Hi there,
I came across Flink and FlinkSQL and using FlinkSQL for stream processing.
Flink runs as 3 node cluster with embedded Zookeeper, given heap 80GB on
each. I came across few issues and would like to get some clarification.
- Job1: Using Flink(java) to read and flatten my JSON and write to Kafka
topic.
- Job2: Environment file configured to read from 2 different Kafka
topics. I get to join both the tables and are working. The query runs for a
while (say an hour) and then fails with *error*.
Questions:
1. How long does the data reside in my table once I read it? I consume
100GB per day, should have been a retention policy right? If so, where do I
configure and how?
2. Are retention policies specific to tables?
3. I have a data set updates once a day. How about using UPSERT mode?
If so, how could I delete the existing data set to load the new?
*Query*: SELECT s.* from sourceKafka AS s INNER JOIN badIp AS b ON
s.`source.ip`=b.ip;
*Error*: org.apache.flink.util.FlinkException: The assigned slot
e57d1c0556b4a197eb44d7d9e83e1a47_6 was removed. at
org.apache.flink.runtime.resourcemanager.slotmanager.SlotManagerImpl.removeSlot(SlotManagerImpl.java:958)
at
org.apache.flink.runtime.resourcemanager.slotmanager.SlotManagerImpl.removeSlots(SlotManagerImpl.java:928)
at
org.apache.flink.runtime.resourcemanager.slotmanager.SlotManagerImpl.internalUnregisterTaskManager(SlotManagerImpl.java:1149)
*Environment File*:
#==============================================================================
# Tables
#==============================================================================
# Define tables here such as sources, sinks, views, or temporal tables.
tables: # empty list
# A typical table source definition looks like:
- name: sourceKafka
type: source-table
update-mode: append
connector:
type: kafka
version: "universal" # required: valid connector versions are
# "0.8", "0.9", "0.10", "0.11", and "universal"

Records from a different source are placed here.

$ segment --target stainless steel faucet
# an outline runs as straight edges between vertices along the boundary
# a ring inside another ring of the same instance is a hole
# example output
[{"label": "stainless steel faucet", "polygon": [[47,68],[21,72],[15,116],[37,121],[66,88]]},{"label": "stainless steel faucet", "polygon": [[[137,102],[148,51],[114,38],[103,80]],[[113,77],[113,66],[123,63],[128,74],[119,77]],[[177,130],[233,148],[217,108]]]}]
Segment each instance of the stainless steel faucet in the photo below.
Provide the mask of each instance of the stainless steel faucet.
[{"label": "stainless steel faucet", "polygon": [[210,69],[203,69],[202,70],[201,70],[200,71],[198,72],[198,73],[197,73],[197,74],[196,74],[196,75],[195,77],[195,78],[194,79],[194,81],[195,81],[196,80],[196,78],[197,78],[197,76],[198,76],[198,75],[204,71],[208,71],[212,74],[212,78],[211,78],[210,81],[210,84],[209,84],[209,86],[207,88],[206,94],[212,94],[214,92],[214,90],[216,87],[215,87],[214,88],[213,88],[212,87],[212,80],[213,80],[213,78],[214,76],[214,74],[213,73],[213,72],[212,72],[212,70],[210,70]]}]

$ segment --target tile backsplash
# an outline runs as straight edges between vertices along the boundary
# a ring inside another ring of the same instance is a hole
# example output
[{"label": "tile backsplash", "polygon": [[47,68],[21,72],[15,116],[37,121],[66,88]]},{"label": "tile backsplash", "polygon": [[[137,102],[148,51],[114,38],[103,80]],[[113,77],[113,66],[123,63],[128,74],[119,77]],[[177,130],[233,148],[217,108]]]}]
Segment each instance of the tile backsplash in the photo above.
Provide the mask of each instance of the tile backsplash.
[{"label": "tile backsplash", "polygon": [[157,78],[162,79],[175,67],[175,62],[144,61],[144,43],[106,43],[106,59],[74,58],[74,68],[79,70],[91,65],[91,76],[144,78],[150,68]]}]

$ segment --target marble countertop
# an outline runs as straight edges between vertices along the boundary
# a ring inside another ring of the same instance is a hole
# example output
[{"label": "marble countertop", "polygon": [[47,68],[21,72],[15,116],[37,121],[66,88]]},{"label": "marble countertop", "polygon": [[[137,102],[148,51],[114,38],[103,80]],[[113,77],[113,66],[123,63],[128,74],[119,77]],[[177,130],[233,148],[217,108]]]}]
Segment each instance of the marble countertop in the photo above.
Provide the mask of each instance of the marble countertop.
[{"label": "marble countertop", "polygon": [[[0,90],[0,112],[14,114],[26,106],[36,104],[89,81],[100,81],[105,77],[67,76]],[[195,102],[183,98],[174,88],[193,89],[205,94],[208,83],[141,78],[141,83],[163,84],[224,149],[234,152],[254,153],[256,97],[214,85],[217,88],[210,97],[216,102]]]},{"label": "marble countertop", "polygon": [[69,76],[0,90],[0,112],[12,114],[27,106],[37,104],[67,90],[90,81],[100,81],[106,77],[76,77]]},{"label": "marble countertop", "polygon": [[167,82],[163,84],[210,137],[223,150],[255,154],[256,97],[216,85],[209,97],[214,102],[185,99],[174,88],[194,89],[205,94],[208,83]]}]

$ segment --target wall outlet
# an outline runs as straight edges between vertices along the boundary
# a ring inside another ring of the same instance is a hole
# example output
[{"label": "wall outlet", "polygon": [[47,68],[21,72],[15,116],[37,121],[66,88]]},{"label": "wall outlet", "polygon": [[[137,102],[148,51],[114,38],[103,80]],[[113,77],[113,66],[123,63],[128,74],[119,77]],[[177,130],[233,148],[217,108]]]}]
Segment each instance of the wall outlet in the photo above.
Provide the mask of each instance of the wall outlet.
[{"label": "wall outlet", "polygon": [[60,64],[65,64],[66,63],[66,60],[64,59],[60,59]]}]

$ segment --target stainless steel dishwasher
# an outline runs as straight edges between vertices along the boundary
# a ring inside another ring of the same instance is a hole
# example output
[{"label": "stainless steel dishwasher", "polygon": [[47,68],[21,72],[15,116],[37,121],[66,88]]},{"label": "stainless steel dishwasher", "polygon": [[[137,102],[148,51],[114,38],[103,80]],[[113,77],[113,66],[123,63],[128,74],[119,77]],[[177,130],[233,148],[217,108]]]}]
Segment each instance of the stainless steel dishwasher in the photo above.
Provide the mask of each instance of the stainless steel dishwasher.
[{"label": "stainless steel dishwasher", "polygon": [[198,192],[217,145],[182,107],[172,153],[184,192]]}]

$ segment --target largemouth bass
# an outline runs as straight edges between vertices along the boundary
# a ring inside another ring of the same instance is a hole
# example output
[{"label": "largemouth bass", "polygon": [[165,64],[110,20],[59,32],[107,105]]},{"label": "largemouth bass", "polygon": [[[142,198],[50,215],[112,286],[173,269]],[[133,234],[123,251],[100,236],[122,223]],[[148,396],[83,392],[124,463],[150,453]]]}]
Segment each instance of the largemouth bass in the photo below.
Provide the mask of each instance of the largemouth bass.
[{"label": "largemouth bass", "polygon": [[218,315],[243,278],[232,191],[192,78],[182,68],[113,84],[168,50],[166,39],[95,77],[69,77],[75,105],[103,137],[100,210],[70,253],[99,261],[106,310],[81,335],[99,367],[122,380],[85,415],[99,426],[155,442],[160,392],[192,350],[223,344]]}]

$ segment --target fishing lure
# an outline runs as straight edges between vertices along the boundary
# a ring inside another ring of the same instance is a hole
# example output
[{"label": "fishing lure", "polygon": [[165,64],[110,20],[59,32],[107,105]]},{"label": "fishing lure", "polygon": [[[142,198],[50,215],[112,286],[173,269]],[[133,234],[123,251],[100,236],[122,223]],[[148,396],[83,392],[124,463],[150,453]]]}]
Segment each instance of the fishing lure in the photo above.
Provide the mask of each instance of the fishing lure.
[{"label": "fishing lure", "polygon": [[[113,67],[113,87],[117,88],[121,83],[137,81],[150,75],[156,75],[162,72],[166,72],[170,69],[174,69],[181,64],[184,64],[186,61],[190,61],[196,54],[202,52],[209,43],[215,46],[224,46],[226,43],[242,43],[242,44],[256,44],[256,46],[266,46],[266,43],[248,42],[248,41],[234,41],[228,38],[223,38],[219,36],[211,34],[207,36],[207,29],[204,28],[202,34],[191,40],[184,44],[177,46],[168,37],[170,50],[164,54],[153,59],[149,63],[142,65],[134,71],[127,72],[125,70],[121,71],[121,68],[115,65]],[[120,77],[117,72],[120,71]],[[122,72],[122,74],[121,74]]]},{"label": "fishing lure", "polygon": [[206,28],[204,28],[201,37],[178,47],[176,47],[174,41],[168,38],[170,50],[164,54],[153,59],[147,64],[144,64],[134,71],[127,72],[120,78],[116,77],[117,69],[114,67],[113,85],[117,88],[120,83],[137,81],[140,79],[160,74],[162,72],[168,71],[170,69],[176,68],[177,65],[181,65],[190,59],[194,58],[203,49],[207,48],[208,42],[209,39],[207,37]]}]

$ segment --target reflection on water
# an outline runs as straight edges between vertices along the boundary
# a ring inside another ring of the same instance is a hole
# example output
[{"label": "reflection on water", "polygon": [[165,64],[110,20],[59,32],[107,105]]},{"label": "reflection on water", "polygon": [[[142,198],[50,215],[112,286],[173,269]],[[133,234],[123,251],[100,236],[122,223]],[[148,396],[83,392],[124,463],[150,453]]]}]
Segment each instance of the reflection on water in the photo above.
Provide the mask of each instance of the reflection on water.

topic: recon-data-flatten # required: topic name from which
the table is read
properties: # optional: connector specific properties
- key: zookeeper.connect
value: 1.2.4.1:2181
- key: bootstrap.servers
value: 1.2.4.1:9092
- key: group.id
value: reconDataGroup
format:
type: json
fail-on-missing-field: false
json-schema: >
{
type: 'object',
properties: {
'source.ip': {
type: 'string'
},
'source.port': {
type: 'string'
},
'destination.ip': {
type: 'string'
},
'destination.port': {
type: 'string'
}
}
}
derive-schema: false
schema:
- name: 'source.ip'
type: VARCHAR
- name: 'source.port'
type: VARCHAR
- name: 'destination.ip'
type: VARCHAR
- name: 'destination.port'
type: VARCHAR
- name: badips
type: source-table
#update-mode: append
connector:
type: filesystem
path: "/home/ipsum/levels/badips.csv"
format:
type: csv
fields:
- name: ip
type: VARCHAR
comment-prefix: "#"
schema:
- name: ip
type: VARCHAR
#==============================================================================
# Execution properties
#==============================================================================
# Properties that change the fundamental execution behavior of a table
program.
execution:
# select the implementation responsible for planning table programs
# possible values are 'old' (used by default) or 'blink'
planner: blink
# 'batch' or 'streaming' execution
type: streaming
# allow 'event-time' or only 'processing-time' in sources
time-characteristic: event-time
# interval in ms for emitting periodic watermarks
periodic-watermarks-interval: 200
# 'changelog' or 'table' presentation of results
result-mode: table
# maximum number of maintained rows in 'table' presentation of results
max-table-result-rows: 1000000
# parallelism of the program
parallelism: 3
# maximum parallelism
max-parallelism: 128
# minimum idle state retention in ms
min-idle-state-retention: 0
# maximum idle state retention in ms
max-idle-state-retention: 0
# current catalog ('default_catalog' by default)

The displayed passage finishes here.